Possible solution to template bloat problem?

Mon Aug 19 15:11:38 PDT 2013

On Monday, 19 August 2013 at 20:23:46 UTC, H. S. Teoh wrote:
> With D's honestly awesome metaprogramming features, templates 
> are liable
> to be (and in fact are) used a LOT. This leads to the 
> unfortunate
> situation of template bloat: every time you instantiate a 
> template, it
> adds yet another copy of the templated code into your object 
> file. This
> gets worse when you use templated structs/classes, each of 
> which may
> define some number of methods, and each instantiation adds yet 
> another
> copy of all those methods.
>
> This is doubly bad if these templates are used only during 
> compile-time,
> and never referenced during runtime. That's a lot of useless 
> baggage in
> the final executable.
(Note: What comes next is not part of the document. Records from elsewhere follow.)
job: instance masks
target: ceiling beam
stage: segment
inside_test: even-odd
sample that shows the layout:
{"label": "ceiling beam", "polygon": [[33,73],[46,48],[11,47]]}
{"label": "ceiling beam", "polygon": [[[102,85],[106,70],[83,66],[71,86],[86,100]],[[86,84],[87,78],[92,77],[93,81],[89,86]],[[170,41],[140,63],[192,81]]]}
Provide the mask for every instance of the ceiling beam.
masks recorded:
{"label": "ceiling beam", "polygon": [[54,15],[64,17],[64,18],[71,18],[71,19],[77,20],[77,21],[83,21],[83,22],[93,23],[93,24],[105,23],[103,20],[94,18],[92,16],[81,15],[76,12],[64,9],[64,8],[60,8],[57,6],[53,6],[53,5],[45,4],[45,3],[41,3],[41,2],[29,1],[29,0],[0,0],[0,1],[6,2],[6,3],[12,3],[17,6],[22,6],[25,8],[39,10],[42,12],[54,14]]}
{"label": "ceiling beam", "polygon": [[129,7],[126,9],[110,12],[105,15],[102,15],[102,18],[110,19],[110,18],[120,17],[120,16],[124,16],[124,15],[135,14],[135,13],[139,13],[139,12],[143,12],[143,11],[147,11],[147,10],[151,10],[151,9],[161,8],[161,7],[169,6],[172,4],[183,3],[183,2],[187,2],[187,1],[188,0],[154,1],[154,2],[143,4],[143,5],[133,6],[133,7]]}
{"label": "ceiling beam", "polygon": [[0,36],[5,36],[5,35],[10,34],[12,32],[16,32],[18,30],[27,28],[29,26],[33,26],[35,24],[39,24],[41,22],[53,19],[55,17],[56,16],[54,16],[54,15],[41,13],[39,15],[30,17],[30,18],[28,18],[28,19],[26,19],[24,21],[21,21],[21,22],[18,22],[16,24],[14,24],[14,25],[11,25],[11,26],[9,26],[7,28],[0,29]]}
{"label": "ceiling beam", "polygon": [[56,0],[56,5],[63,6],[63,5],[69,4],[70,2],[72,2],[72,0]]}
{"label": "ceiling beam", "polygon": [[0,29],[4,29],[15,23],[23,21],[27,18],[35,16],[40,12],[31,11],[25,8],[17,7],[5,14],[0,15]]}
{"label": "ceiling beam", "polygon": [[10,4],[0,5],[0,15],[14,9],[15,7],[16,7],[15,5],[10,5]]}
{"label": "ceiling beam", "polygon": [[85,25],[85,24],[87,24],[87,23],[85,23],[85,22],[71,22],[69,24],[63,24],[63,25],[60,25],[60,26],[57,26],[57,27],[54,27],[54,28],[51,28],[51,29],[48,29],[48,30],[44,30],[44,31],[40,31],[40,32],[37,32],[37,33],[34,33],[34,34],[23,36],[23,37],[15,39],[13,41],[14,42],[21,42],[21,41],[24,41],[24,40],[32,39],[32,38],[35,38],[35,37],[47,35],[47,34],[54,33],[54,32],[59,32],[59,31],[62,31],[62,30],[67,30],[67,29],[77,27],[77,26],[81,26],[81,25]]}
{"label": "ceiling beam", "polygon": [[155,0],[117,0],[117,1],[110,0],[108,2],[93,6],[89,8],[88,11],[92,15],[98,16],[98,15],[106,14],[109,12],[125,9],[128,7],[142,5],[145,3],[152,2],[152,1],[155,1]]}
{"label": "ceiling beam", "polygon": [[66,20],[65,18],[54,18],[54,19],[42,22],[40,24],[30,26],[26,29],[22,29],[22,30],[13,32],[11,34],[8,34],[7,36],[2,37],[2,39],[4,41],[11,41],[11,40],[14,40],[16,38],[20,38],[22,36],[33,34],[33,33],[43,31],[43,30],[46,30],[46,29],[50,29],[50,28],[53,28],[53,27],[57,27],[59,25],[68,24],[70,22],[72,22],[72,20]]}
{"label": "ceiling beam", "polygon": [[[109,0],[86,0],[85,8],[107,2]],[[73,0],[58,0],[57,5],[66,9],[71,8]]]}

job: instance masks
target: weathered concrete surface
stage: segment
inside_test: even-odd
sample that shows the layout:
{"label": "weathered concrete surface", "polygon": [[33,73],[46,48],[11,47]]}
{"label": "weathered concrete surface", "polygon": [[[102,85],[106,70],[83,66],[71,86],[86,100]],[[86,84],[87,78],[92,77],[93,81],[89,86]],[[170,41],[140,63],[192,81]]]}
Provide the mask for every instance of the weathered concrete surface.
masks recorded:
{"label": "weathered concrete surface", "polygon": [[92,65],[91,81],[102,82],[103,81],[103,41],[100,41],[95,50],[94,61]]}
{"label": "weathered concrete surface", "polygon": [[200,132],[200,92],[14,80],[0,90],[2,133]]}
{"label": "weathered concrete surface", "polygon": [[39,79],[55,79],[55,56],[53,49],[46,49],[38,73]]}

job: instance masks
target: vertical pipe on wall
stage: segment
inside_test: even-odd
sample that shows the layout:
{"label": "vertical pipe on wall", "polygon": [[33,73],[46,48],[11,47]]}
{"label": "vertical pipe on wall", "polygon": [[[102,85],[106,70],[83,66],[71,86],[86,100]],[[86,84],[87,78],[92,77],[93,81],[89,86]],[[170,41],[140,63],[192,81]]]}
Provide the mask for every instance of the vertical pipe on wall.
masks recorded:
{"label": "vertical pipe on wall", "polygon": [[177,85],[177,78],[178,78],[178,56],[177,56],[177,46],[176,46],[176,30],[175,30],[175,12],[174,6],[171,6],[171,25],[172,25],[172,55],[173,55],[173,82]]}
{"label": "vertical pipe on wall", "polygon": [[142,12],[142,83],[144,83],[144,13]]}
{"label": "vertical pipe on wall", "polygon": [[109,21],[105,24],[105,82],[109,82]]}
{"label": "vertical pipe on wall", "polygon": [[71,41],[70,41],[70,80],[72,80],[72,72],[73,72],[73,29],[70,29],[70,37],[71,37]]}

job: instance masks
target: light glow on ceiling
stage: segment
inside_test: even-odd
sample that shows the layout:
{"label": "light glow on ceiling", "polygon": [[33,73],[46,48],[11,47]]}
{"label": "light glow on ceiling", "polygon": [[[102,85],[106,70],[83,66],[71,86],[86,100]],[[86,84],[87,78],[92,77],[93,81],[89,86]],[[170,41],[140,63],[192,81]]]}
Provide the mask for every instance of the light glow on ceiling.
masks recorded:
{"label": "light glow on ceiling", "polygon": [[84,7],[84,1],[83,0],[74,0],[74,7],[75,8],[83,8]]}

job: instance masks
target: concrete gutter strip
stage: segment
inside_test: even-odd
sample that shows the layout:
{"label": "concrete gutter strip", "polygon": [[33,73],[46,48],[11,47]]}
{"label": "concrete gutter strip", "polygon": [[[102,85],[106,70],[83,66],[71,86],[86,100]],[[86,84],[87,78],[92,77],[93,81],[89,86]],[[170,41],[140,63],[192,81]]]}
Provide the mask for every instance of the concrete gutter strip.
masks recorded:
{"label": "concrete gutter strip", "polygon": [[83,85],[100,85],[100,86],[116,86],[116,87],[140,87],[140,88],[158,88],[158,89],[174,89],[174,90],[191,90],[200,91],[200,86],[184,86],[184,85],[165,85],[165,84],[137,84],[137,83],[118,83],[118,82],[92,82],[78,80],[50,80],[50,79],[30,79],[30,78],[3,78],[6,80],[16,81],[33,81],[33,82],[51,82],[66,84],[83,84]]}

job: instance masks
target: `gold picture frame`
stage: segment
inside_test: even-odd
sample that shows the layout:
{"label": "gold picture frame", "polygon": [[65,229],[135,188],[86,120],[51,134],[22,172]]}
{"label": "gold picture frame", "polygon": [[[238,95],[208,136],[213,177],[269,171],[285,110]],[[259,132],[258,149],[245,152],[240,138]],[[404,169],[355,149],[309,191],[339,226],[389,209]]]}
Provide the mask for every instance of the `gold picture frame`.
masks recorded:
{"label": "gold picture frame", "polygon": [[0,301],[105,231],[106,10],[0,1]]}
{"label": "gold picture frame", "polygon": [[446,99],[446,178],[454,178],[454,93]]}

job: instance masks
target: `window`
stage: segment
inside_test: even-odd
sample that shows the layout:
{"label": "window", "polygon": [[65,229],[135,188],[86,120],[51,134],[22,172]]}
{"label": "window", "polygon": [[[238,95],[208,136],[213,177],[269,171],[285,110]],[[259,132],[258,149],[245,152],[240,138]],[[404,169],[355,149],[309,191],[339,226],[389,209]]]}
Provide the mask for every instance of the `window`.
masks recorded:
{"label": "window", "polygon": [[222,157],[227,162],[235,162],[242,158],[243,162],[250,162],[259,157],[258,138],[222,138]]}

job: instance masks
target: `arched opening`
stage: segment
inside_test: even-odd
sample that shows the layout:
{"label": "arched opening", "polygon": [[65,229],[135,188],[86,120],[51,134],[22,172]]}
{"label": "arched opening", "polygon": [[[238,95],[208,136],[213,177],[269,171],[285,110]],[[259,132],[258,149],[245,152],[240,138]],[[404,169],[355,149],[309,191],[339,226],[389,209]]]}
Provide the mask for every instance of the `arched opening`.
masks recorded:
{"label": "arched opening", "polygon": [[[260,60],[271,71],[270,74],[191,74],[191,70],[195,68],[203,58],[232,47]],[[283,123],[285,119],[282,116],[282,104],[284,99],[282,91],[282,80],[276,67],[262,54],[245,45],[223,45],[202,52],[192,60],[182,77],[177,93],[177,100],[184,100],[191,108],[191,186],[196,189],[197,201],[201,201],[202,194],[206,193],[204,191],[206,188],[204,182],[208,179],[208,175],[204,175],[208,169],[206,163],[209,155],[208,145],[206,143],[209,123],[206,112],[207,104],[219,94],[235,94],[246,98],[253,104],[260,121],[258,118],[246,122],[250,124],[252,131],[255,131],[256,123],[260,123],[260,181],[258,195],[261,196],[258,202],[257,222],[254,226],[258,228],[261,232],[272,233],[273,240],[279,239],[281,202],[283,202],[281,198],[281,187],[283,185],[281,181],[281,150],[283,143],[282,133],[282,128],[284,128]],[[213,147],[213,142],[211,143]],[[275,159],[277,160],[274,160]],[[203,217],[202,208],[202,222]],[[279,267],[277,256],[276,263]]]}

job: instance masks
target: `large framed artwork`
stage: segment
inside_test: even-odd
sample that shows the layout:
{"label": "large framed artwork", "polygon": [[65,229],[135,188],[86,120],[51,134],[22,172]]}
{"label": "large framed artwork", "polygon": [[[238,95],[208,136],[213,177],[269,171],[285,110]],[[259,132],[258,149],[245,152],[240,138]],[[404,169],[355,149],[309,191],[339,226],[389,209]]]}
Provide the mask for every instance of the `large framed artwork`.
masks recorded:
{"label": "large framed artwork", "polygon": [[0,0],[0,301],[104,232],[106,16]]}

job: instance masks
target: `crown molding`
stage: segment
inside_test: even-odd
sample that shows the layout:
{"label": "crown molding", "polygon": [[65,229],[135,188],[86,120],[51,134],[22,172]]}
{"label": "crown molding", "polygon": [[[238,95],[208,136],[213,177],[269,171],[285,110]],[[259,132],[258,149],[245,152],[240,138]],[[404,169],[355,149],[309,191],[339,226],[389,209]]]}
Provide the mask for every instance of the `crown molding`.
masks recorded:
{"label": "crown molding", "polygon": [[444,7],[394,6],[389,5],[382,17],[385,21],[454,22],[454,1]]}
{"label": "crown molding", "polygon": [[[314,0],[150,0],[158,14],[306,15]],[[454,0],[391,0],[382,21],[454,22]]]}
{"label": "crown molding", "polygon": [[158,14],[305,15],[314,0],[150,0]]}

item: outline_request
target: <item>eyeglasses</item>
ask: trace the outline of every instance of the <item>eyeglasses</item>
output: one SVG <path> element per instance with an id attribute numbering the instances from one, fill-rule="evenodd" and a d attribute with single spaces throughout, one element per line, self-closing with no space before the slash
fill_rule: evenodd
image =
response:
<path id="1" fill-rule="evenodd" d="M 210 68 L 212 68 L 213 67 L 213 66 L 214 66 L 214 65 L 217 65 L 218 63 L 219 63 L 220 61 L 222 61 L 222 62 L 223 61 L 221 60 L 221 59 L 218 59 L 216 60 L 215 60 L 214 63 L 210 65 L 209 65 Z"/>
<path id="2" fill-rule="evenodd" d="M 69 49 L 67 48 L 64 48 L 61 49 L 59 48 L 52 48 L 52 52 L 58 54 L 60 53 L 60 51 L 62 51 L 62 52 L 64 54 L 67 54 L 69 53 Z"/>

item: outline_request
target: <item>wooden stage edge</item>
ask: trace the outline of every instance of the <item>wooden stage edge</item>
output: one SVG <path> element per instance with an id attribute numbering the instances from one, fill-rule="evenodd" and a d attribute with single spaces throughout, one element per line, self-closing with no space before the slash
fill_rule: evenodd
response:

Plus, it leads to issues like this one:
>
> 	http://d.puremagic.com/issues/show_bug.cgi?id=10833
>
> While looking at this bug, I got an idea: what if, instead of 
> emitting
> template instantiations into the same object file as 
> non-templated code,
> the compiler were to emit each instantiation into a separate 
> static
> *library*? For instance, if you have code in program.d, then the
> compiler would emit non-templated code like main() into 
> program.o, but
> all template instantiations get put in, say, libprogram.a. Then 
> during
> link time, the compiler runs `ld -oprogram program.o 
> libprogram.a`, and
> then the linker will pull in symbols from libprogram.a that are
> referenced by program.o.
>
> If we were to set things up so that libprogram.a contains a 
> separate
> unit for each instantiated template function, then the linker 
> would
> actually pull in only code that is actually referenced at 
> runtime. For
> example, say our code looks like this:
>
> 	struct S(T) {
> 		T x;
> 		T method1(T t) { ... }
> 		T method2(T t) { ... }
> 		T method3(T t) { ... }
> 	}
> 	void main() {
> 		auto sbyte  = S!byte();
> 		auto sint   = S!int();
> 		auto sfloat = S!float();
>
> 		sbyte.method1(1);
> 		sint.method2(2);
> 		sfloat.method3(3.0);
> 	}
>
> Then the compiler would put main() in program.o, and *nothing 
> else*. In
> program.o, there would be undefined references to 
> S!byte.method1,
> S!int.method2, and S!float.method3, but not the actual code. 
> Instead,
> when the compiler sees S!byte, S!int, and S!float, it puts all 
> of the
> instantiated methods inside libprogram.a as separate units:
>
> 	libprogram.a:
> 		struct_S_byte_method1.o:
> 			S!byte.method1
> 		struct_S_byte_method2.o:
> 			S!byte.method2
> 		struct_S_byte_method3.o:
> 			S!byte.method3
> 		struct_S_int_method1.o:
> 			S!int.method1
> 		struct_S_int_method2.o:
> 			S!int.method2
> 		struct_S_int_method3.o:
> 			S!int.method3
> 		struct_S_float_method1.o:
> 			S!float.method1
> 		struct_S_float_method2.o:
> 			S!float.method2
> 		struct_S_float_method3.o:
> 			S!float.method3
>
> Since the compiler doesn't know at instantiation time which of 
> these
> methods will actually be used, it simply emits all of them and 
> puts them
> into the static library.
>
> Then at link-time, the compiler tells the linker to include 
> libprogram.a
> when linking program.o. So the linker goes through each 
> undefined
> reference, and resolves them by linking in the module in 
> libprogram.a
> that defines said reference. So it would link in the code for
> S!byte.method1, S!int.method2, and S!float.method3. The other 6
> instantiations are not linked into the final executable, 
> because they
> are never actually referenced by the runtime code.
>
> So this way, we minimize template bloat to only the code that's 
> actually
> used at runtime. If a particular template function 
> instantiation is only
> used during CTFE, for example, it would be present in 
> libprogram.a but
> won't get linked, because none of the runtime code references 
> it. This
> would fix bug 10833.
>
> Is this workable? Is it implementable in DMD?
>
>
> T

Without link-time optimisation, this prevents inlining doesn't it?